With all this activity parents often let the bedtime routines slide a little, miss naps, and well, basically compromise their routines and schedules. So with the first day of school around the corner, we contacted our sleep expert, Krista Guenther owner of SLEEPERIFIC, for her tips on how to get back on track with your family's sleep schedule after the holidays.
We asked Krista what the main signs are for an overtired child, besides a complete public meltdown, and how to re-instate the routine.
Some signs of overtiredness for your children include:
1) Falling asleep in their car seat or stroller, even when it’s not around nap/bedtime or on the shortest trips.
2) Waking from naps or in the morning grumpy.
3) Difficulty waking the child in the morning.
4) Early morning risings (generally before 5:30AM) or possibly other night wakings which aren’t related to hunger.
5) “Tired but wired” behaviour. The child appeared drowsy earlier, but as the day or evening wears on, the child is energetic, having trouble settling, lying quietly for their nap or bedtime (think along the lines of a second wind).
6) Fussiness/clingy, general mood decline, especially in the late afternoon or early evening.
If you’ve been noticing these things, it’s likely a good idea to try to get sleep back on track! Some suggestions:
1) Regular bedtimes – Family and social engagements, along with days where the family is home from work, childcare or school mean that families likely deviated from their regular napping and bedtime schedules. Our bodies are designed to sleep best with regular bedtimes and regular wake times. Reinforce the typical routines that worked well for your family in the past.
2) Cut the tech – Perhaps Santa brought some new high tech gadgets and technology this Christmas. We know screen time impacts the onset and quality of sleep, for children and adults alike. If you or your child are having trouble winding down in the evening, cut the television, computers, tablets and smartphones, at least 1 hour before bed, potentially greater for those that may be more sensitive to the impacts of technology.

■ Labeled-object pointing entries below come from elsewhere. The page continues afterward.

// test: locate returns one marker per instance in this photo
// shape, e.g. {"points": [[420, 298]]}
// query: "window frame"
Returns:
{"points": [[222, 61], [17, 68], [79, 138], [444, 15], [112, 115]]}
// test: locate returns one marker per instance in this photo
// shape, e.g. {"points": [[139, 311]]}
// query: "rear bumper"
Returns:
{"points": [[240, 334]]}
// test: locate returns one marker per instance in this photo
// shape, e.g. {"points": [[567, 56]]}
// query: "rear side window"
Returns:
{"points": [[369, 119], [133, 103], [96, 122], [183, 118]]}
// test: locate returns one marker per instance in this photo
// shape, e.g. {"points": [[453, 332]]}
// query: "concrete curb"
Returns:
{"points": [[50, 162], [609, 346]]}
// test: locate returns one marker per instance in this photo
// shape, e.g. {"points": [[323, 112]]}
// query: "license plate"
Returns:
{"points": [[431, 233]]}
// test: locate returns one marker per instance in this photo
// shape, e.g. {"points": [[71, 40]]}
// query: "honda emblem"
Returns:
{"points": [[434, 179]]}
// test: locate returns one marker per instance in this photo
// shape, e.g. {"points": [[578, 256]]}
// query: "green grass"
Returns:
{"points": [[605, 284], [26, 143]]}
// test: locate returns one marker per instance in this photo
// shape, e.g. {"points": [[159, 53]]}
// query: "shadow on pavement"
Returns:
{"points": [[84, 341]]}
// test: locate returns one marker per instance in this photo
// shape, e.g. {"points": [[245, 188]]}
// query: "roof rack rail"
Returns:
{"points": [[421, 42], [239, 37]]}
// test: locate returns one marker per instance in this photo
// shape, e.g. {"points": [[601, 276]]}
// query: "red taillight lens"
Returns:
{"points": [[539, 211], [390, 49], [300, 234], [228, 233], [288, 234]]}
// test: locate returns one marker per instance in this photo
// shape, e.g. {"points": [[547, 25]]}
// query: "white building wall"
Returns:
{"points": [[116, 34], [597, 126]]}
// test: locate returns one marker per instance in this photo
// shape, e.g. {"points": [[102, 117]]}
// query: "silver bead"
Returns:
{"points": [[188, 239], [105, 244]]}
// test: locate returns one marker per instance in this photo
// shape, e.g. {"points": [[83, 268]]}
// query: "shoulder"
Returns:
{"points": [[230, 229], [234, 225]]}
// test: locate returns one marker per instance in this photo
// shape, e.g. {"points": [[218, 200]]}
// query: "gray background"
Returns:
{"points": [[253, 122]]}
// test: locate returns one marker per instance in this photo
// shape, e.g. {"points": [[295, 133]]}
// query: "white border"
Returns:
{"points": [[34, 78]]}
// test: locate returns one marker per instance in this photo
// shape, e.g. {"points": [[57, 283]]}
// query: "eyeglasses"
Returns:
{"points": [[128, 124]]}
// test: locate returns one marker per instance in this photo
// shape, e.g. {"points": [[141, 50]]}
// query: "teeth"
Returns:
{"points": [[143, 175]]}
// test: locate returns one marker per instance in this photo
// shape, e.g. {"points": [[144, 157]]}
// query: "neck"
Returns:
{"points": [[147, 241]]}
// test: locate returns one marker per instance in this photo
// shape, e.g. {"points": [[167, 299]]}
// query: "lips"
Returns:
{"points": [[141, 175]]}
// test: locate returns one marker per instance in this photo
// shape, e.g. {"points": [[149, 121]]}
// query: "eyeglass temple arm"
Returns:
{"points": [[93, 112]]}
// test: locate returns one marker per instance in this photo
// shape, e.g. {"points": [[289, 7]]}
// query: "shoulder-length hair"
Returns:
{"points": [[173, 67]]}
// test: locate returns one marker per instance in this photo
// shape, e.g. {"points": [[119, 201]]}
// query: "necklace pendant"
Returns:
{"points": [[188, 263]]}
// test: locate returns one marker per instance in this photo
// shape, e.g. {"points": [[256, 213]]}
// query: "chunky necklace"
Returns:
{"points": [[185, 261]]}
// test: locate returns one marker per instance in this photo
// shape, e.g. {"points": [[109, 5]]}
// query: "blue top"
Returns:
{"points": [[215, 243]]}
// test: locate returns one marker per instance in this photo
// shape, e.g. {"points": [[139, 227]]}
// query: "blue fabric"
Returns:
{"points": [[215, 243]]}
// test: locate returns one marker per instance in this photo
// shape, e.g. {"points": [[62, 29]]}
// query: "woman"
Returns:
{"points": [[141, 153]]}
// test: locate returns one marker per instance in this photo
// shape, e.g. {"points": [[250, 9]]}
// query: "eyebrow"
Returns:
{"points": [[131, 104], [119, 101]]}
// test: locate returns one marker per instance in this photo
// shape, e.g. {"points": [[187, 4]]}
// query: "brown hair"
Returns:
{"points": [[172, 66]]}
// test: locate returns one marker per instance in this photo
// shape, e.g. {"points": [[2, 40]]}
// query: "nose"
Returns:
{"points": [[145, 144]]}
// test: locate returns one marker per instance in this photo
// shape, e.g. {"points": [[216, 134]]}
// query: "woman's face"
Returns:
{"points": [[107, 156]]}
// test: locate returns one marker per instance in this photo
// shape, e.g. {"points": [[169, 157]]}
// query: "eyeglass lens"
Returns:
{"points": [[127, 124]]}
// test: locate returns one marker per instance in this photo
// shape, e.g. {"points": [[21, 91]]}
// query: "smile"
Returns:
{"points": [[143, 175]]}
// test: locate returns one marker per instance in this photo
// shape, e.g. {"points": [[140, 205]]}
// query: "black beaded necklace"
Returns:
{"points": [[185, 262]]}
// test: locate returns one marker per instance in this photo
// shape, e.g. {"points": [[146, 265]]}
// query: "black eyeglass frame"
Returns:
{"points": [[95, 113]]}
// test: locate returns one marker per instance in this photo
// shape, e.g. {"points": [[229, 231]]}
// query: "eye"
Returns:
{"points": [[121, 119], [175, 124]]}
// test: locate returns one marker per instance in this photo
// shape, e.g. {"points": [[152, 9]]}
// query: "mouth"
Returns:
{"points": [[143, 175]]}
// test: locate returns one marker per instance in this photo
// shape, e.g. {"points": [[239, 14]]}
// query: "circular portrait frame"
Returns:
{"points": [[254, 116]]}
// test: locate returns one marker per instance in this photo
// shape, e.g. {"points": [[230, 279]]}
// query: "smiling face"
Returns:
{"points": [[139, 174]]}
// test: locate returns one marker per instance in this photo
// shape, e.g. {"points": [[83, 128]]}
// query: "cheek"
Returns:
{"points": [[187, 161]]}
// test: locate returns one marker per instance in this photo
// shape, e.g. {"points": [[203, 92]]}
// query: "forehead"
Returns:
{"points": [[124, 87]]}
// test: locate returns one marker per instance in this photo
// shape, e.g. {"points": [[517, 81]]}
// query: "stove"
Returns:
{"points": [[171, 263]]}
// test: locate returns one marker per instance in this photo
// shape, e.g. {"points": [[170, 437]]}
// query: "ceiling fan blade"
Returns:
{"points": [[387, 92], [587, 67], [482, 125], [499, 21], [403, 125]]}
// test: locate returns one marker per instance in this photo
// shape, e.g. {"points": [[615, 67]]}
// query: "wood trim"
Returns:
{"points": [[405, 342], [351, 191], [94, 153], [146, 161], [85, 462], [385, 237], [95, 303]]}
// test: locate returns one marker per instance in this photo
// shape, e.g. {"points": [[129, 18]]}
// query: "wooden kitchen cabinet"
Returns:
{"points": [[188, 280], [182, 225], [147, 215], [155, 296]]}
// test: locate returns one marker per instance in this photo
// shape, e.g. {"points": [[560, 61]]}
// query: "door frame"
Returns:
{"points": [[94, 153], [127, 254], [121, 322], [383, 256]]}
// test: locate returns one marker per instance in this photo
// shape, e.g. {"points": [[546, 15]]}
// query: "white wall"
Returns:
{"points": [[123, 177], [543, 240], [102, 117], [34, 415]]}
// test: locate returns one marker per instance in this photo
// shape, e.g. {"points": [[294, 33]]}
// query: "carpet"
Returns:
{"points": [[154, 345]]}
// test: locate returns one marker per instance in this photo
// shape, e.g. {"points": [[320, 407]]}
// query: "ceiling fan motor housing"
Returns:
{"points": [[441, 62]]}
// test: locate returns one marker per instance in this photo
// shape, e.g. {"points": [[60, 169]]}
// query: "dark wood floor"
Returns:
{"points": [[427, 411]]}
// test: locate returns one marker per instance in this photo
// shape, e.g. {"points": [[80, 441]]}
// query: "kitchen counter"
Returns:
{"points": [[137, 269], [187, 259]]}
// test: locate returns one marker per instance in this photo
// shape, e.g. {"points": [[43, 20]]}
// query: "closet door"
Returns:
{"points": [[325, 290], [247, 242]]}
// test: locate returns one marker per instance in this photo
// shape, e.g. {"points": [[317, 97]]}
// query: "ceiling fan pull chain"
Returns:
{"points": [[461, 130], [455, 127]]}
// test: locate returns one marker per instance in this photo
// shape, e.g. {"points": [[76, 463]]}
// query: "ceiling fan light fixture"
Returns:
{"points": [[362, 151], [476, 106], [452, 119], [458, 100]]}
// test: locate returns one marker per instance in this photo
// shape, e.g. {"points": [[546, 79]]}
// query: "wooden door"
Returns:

3) Healthy diet – Calorie rich foods have likely been a theme over the holidays. Heavy meals, especially late in the day can disrupt sleep by increasing reflux in prone bodies, but also impacting sleep quality by having an active digestive system. Being hungry can disrupt sleep as much as being over-full. Encourage eating big meals at least 2 hours before bedtime for older children, possibly with a small, healthy snack before bed.

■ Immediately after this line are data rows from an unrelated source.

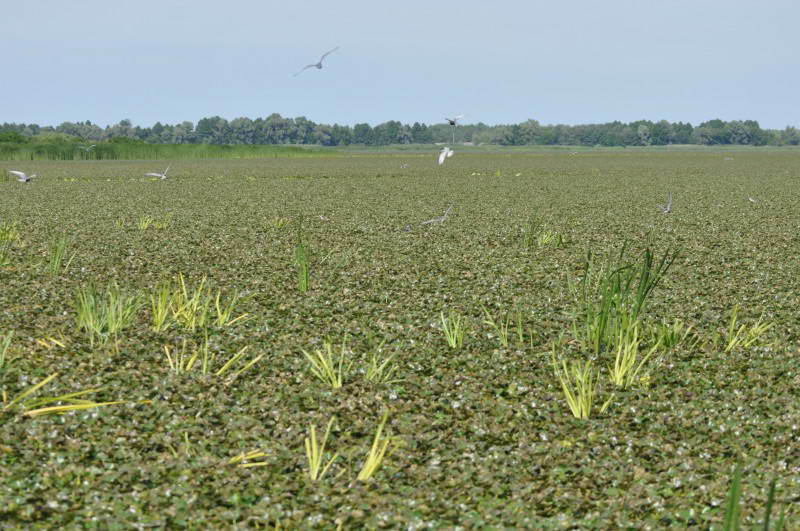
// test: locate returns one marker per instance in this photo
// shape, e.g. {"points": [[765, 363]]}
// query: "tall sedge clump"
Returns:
{"points": [[315, 452], [380, 444], [5, 343], [453, 328], [579, 385], [102, 315], [302, 259], [58, 254], [326, 368], [611, 298]]}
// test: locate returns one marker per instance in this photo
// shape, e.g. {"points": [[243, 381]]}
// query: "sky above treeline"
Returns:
{"points": [[415, 60]]}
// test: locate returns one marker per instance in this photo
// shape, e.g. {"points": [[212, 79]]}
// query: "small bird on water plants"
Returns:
{"points": [[162, 176], [318, 65], [22, 176]]}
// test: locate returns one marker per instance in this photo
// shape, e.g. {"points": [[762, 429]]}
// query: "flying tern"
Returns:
{"points": [[445, 153], [162, 176], [318, 65], [22, 176]]}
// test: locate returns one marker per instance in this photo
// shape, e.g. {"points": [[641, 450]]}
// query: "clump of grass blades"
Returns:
{"points": [[325, 368], [380, 444], [191, 308], [248, 459], [34, 407], [611, 298], [5, 343], [315, 452], [669, 336], [535, 233], [104, 315], [453, 327], [144, 222], [733, 506], [579, 385], [627, 366], [743, 335], [57, 253], [203, 360], [302, 259]]}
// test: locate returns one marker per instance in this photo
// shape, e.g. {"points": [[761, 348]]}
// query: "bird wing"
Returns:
{"points": [[326, 54], [304, 69]]}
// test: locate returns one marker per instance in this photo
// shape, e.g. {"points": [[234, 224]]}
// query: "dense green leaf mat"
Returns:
{"points": [[482, 434]]}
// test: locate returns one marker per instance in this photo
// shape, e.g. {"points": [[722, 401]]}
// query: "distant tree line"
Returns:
{"points": [[276, 129]]}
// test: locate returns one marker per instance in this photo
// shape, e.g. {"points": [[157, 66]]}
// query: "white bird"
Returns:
{"points": [[317, 65], [440, 219], [445, 153], [453, 122], [22, 176], [162, 176], [666, 209]]}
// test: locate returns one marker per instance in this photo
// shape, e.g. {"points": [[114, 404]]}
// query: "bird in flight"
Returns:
{"points": [[317, 65], [22, 176], [162, 176], [445, 153], [666, 209]]}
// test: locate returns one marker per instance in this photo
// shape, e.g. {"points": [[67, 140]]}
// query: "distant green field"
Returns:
{"points": [[464, 332], [64, 151]]}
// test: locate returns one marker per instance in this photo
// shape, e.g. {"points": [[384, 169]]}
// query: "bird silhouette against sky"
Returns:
{"points": [[317, 65]]}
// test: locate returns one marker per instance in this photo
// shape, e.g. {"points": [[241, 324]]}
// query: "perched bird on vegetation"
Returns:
{"points": [[162, 176], [22, 176], [317, 65], [453, 123], [446, 153], [440, 219], [666, 209]]}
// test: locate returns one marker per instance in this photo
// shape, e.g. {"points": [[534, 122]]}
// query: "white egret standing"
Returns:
{"points": [[445, 153], [318, 65], [453, 123], [162, 176], [22, 176]]}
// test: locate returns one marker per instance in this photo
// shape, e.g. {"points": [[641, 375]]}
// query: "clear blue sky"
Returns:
{"points": [[415, 60]]}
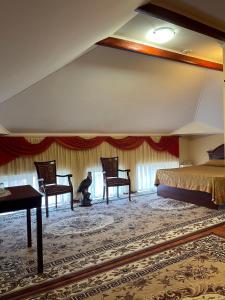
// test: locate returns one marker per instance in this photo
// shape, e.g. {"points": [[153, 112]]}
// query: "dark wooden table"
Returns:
{"points": [[21, 198]]}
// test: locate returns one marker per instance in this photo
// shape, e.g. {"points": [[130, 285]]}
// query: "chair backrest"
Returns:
{"points": [[110, 166], [46, 170]]}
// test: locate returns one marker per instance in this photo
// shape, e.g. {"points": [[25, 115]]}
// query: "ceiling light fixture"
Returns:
{"points": [[160, 35]]}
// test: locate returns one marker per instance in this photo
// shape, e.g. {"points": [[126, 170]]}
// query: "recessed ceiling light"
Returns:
{"points": [[160, 35]]}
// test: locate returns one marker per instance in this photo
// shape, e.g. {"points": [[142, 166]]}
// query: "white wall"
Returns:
{"points": [[110, 91], [195, 148]]}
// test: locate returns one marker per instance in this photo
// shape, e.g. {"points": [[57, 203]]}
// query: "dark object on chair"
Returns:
{"points": [[83, 188], [111, 178], [47, 181]]}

4) Physical activity and outdoor time - Combine the shortened daylight hours with bone chilling temperatures, and we’re all prone to hibernate. We’re less likely to get outside for physical activity, especially with our children. Prioritize time for even short bursts of physical activity during the light hours of the day. Consider moving activities indoors with child friendly gymnasiums and indoor play centres.